生まれてまもない最初の記憶
私にはこんな記憶があるのです。
生まれて間もなくの記憶です。
ぷかりぷかりと浮かんでます。湯桶で洗われています。誰の手かわかりません。
片手に頭を添えられ、時折もう一方の手で湯とともに布状のもので顔を流されます。
誰の手なのでしょう。顔は真上からやや右、頭を支える中指の方、つまり支える人の外側なので誰かは見えません。
壁か何かにきらきらと光りが揺らめいて映ります。顔が上を向くと光る一面の空間です。そこに管楽器のような美しい音が浮かんではコロコロと流れます。
同時にとらんぷのダイヤ状のカードを不規則に並べたようなものが音声と同時に浮かんではきえます。かたまりとなって三つ、四つ。
若い女性の何人かの声なのがわかります。
それが自分に向けられ呼びかけか称賛と理解してるのです。
光ばかりで人影はありません。
湯の温度は限りなく気分のよいものです。暖かいともぬるいとも感じず、これ以上の心地良さはありません。
天国とか至福とはこのことかと思います。
後から思うこと。
うつくしい音は声だと思います。まだ言葉を知らないので、音と聞いたのでしょう。
近所のおばさん達の声だったのではと思います。
光はまぶしいものとは感じなかった。光に満ちた美しい世界。
ダイヤ状の🔶のもの、これは例えると、葉のついた桜かなにかの枝。えだだけを消してみてください。葉だけが残りますね。そのまま葉を🔶に変えてみてください。

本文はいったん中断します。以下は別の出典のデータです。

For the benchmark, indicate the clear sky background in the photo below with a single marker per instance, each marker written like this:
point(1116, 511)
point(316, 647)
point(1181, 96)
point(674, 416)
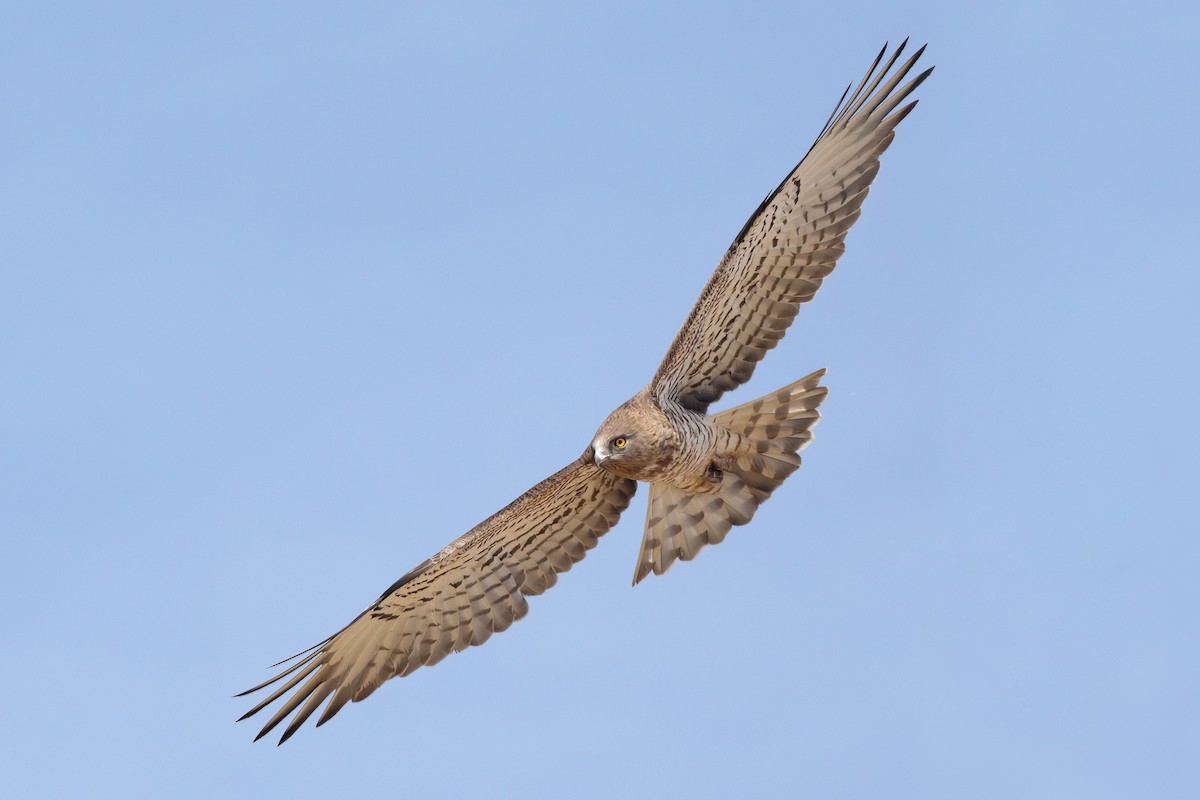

それがまるで吹き出しのように声に合わせてうかんでは消えるのです。
右、中、左に。色はうすく、白・黄・薄茶色
同じようにもう一つの記憶があります。
こちらは風呂場であったとはっきり記憶してます。
父です。父の声を覚えています。抱かれて、水が入らぬよう丁寧に両耳をふさがれ
湯浴みされたのです。耳をふさがれた様子と感触を覚えているのです。
何か語りかけられながらであったのを覚えております。 この至福。
幸福感てなに?
なんだか私は、あれなんだろうと知ってるようです。